Question soumise le 19 juin 2018

M. Fabien Di Filippo attire l'attention de M. le ministre de l'agriculture et de l'alimentation sur les conséquences de l'accord de libre-échange entre l'Union européenne et le MERCOSUR. Un accord de libre-échange est actuellement en cours de négociation entre l'Union européenne et les quatre pays du MERCOSUR (Brésil, Argentine, Paraguay et Uruguay) ce qui mène à une situation inquiétante aussi bien pour les agriculteurs que pour les consommateurs. Tout d'abord, il convient de souligner le risque sanitaire pour le consommateur. En Amérique du Sud, certains procédés comme les farines animales ou l'utilisation d'antibiotiques comme activateur de croissance y sont autorisés, alors qu'ils demeurent interdits en Europe.

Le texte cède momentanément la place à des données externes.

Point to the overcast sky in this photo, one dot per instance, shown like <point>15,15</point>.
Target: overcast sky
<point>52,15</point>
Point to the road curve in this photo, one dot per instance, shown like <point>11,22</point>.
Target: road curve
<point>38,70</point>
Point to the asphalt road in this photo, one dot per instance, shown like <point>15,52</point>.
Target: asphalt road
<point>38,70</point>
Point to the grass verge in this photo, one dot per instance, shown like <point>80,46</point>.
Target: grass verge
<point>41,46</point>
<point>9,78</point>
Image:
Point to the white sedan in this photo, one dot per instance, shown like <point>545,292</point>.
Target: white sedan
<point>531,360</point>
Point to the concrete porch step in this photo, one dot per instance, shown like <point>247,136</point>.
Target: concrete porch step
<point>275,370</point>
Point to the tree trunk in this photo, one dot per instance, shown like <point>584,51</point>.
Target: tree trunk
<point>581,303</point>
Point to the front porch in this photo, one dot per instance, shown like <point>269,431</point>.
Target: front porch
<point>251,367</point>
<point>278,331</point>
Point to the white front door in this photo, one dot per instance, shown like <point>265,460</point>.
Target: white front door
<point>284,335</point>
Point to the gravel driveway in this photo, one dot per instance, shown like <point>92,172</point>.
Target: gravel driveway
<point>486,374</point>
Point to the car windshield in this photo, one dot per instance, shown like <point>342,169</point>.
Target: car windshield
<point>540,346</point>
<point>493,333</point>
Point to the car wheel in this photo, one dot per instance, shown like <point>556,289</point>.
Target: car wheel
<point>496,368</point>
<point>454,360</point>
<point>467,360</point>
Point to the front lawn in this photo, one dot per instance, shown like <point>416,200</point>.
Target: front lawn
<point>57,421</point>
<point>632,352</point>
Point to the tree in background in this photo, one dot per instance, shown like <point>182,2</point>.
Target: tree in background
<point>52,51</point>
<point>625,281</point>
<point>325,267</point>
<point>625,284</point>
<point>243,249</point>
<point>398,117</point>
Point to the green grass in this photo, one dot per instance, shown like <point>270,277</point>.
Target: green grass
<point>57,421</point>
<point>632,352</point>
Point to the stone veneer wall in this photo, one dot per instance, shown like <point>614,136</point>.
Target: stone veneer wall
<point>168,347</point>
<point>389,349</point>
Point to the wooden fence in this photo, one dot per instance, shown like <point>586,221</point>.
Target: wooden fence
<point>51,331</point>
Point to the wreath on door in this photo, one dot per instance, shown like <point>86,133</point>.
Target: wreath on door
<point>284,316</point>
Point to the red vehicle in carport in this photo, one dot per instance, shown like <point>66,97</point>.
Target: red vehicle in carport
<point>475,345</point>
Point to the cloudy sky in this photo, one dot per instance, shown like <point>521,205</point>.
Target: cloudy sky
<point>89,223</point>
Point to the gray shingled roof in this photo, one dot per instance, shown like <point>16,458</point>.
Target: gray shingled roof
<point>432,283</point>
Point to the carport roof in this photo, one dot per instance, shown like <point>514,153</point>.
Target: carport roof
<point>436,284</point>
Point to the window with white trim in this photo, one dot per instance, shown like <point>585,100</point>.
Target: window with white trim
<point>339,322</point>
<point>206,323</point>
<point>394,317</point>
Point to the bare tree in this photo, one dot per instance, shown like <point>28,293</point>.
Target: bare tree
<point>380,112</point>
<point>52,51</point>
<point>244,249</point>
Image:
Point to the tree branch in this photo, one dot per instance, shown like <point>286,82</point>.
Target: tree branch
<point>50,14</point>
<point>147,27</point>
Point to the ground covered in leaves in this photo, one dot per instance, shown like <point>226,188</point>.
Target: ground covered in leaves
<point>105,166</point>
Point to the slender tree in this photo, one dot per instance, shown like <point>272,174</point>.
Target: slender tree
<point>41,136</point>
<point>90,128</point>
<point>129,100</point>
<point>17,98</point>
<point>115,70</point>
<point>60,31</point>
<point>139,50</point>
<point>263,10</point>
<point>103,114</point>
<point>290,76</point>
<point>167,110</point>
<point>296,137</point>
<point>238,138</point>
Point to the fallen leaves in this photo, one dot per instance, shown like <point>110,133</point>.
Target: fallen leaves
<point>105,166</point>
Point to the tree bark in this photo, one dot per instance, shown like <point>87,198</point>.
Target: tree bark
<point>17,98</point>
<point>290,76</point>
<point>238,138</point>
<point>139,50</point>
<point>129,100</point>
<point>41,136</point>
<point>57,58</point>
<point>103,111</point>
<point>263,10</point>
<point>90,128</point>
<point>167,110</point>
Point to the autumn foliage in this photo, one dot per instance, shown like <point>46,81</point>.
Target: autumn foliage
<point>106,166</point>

Afin de protéger les consommateurs français, il est important de se pencher sur la question de la traçabilité et les certifications sanitaires de ces produits, dans la mesure où 70 000 tonnes de viande bovine seraient importées chaque année. Ce dit risque peut être bien imagé par la découverte de fraude d'un exportateur de volailles brésiliennes qui aurait truqué ses analyses relatives à la présence de salmonelle dans celles-ci. De plus, ce type d'importations inquiète les agriculteurs français, qui craignent une concurrence déloyale qui se fera à leur détriment, spécialement quand il leur est impossible de produire dans les mêmes conditions que leurs concurrents. Soucieux de la protection des consommateurs français et du respect du travail des éleveurs qui apportent jour après jour des produits de qualité, il lui demande donc quelle méthode le Gouvernement compte employer afin de s'assurer que ces risques sanitaires et économiques soient écartés.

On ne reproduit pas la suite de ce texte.